For the most part, consumers across the country tend to be in the same financial situation, although there are wide variances across the country among those who might be in the worst financial shape, according to a report that was released yesterday by the Consumer Financial Protection Bureau which assess the “Financial Well-Being” of America on a state-by-state basis.
In assessing an individual’s financial well-being, the CFPB conducted a survey that asked 10 questions, such as “I am behind with my finances” and “I could handle a major unexpected expense.” Those with very low scores were experiences with debt collectors and finding it hard to make ends meet. Those with high scores have health insurance and at least $10,000 in savings.
The average score for people across the country is 52, according to the CFPB. On a state-by-state basis, all states ranged between 50 and 54, with only Louisiana and Mississippi being designated as “statistically lower” and California and Hawaii being designated as “statistically higher” than the average.
Where the CFPB noticed the most issues, is in the amount of individuals that have “low” or “very low” scores on a state-by-state basis.
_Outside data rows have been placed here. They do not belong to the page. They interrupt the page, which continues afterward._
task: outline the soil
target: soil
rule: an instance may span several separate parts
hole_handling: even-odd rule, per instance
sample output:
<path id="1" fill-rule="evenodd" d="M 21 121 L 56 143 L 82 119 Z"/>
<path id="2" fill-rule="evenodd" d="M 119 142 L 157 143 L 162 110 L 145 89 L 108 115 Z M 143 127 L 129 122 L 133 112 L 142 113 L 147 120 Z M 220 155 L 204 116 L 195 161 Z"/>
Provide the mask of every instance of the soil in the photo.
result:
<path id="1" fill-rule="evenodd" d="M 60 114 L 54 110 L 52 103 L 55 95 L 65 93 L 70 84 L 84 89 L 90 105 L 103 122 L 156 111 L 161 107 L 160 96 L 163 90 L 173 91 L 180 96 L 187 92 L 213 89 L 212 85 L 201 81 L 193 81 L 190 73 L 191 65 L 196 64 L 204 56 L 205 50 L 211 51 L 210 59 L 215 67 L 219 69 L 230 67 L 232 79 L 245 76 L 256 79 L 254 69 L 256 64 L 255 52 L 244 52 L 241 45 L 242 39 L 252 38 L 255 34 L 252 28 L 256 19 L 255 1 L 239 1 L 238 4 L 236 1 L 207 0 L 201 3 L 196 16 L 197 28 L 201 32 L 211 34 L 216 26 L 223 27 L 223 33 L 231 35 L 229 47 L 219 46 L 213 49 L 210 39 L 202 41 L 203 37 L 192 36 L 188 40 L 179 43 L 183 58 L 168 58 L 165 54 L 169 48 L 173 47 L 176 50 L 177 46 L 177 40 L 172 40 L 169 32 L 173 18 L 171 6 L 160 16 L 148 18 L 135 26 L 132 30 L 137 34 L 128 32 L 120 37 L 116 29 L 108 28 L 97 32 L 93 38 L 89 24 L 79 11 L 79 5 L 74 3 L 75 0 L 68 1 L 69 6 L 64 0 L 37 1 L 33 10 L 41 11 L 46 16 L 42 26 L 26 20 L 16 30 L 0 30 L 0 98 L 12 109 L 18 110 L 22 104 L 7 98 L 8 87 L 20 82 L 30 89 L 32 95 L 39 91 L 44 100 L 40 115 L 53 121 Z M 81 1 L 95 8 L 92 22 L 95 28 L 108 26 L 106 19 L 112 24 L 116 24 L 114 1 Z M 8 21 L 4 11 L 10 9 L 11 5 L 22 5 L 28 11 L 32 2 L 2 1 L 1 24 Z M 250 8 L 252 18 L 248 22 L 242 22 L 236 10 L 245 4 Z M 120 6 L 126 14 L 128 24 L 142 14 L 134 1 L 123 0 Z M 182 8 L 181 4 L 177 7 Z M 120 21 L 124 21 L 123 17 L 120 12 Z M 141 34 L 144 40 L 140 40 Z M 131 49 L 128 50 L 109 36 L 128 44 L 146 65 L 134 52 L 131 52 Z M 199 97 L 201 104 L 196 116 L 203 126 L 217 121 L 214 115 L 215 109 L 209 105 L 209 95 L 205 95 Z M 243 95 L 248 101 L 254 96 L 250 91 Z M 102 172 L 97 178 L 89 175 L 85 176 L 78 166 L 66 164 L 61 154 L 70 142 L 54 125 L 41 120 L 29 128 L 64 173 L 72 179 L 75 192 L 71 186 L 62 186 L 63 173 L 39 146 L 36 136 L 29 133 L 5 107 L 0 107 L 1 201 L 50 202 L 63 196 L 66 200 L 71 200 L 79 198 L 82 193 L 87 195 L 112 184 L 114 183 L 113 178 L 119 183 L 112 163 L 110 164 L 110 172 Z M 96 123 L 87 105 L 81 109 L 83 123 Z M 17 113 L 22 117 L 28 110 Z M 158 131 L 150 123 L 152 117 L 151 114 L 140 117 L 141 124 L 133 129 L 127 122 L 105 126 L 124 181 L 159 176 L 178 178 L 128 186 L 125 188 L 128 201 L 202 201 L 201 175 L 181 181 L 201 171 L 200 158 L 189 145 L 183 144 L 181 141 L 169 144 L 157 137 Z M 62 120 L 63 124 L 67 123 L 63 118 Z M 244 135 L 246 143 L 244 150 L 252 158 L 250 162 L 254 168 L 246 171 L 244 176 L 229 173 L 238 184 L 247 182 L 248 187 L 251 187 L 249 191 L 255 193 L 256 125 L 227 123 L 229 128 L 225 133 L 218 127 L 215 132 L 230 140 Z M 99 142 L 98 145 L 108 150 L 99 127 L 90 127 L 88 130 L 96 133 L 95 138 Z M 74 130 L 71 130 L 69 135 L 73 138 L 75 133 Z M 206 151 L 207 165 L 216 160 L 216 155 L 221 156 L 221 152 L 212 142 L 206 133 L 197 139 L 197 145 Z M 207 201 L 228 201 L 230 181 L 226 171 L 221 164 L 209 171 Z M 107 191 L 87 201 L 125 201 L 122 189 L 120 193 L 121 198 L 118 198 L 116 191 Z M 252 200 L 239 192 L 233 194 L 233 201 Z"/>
For example, only 12% of Californians had a financial well-being score that was low or very low, while 25% of Mississippians had scores in those two categories.
In many states, the amount of people with low or very low financial well-being scores was higher than the number of people who earned more than the federal poverty limit, which suggests that even among people who are not considered to be in poverty, they are still struggling financially. In Delaware, Iowa, Minnesota, New Hampshire, Utah, Virginia, and Vermont, the number of people with low or very-low scores was twice as high as the number of people living below the poverty line.